World War I was unavoidable…just my lousy opinion.
Austria-Hungary was on its last legs, ruled for 60+ years by one man. The Age of Empires was coming to an end. Things were not so hot in Russia and the Ottoman Empire was a carcass.

The fact that Lenin seized control of Russia can be laid at the feet of the Germans, the long-standing bully of Central Europe.

Tom Byrne
Tom Byrne
Wednesday, June 12, AD 2019 12:20pm

Penguin:
I agree that conflict of some sort was inevitable, since the Slavs were not happy being ruled by Germans and Russians, and if Charles IV had come to the Austrian throne earlier and had Frederik and not Wilhelm II ruled Prussia, the fighting might have been more restricted and limited to Central Europe.
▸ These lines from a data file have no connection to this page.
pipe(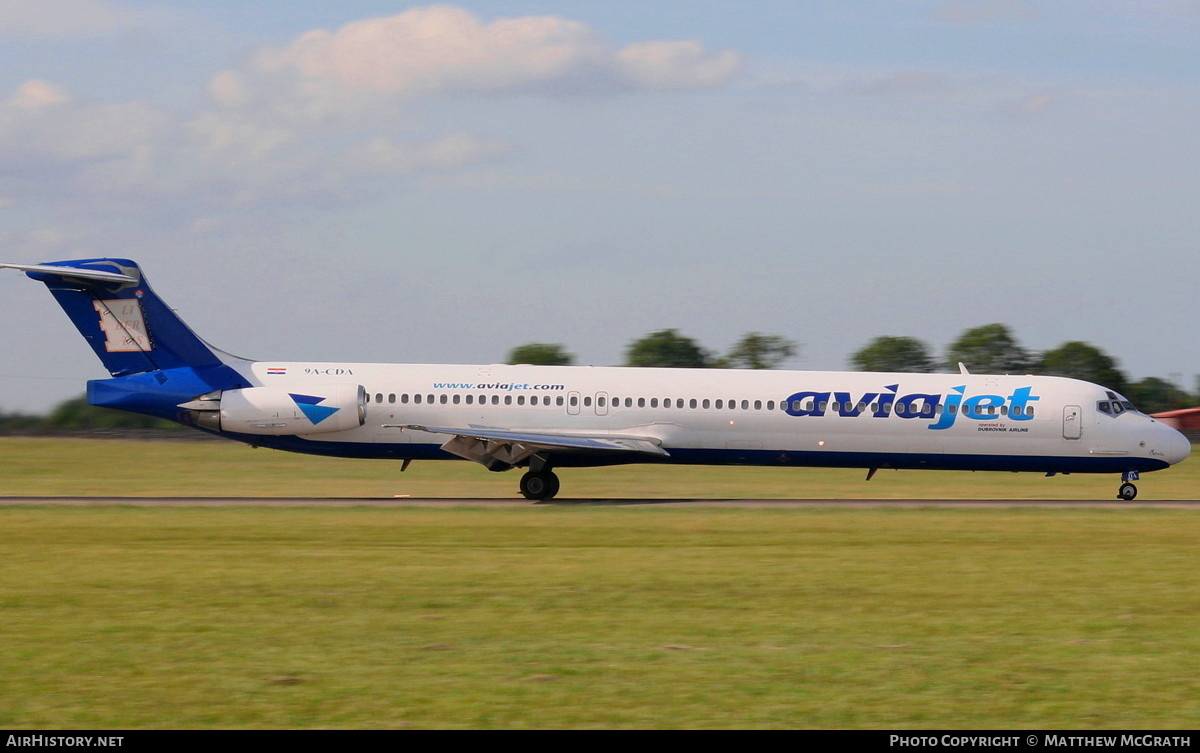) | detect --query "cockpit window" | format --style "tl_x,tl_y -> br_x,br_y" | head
1097,399 -> 1138,416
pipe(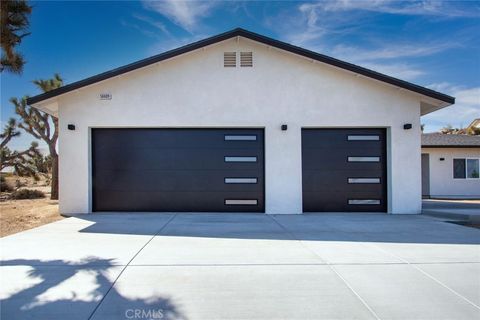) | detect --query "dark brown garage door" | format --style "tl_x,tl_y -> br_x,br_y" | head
92,128 -> 264,212
302,128 -> 387,212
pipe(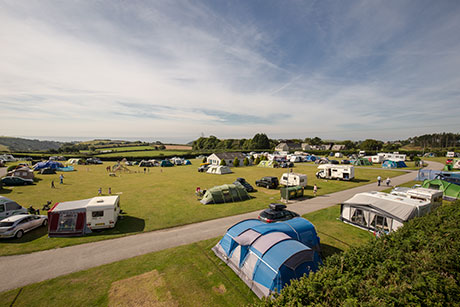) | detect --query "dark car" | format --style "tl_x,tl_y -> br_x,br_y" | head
234,177 -> 256,192
341,159 -> 351,164
330,160 -> 339,164
258,203 -> 300,223
255,176 -> 279,189
198,165 -> 210,172
1,176 -> 33,186
87,158 -> 103,164
279,162 -> 294,168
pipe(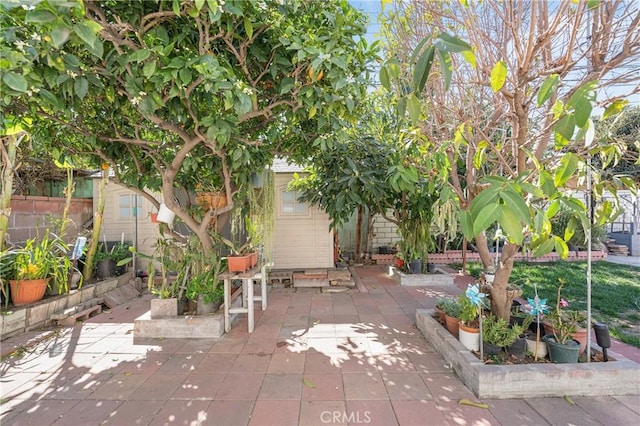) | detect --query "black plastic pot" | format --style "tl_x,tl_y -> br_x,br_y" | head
507,335 -> 527,360
96,259 -> 116,279
407,259 -> 422,274
427,262 -> 437,273
483,342 -> 502,357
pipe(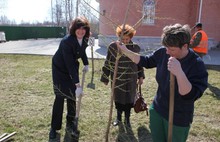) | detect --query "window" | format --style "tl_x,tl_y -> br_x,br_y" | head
142,0 -> 155,25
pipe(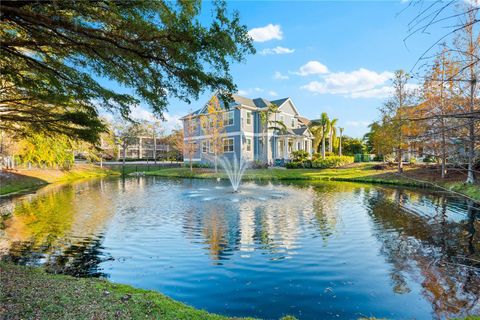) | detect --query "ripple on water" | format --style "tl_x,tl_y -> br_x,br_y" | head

We would never have been involved. Willy was the key villain, and without his prodding the war would never have gone West.
(Speaking as a descendant of Rhinelanders: please don’t blame all Germany for the bullying of Prussia and the Teutonic Knights before them.)
The folly of Versailles was to fail to follow the example of Vienna (1815). Napoleon was as much a bullying aggressor as any German leader of WWI, yet the allies then simply exiled him and changed France’s leadership and did not punish the French people. France kept her dignity as a nation (and her colonies) and surely that made a difference.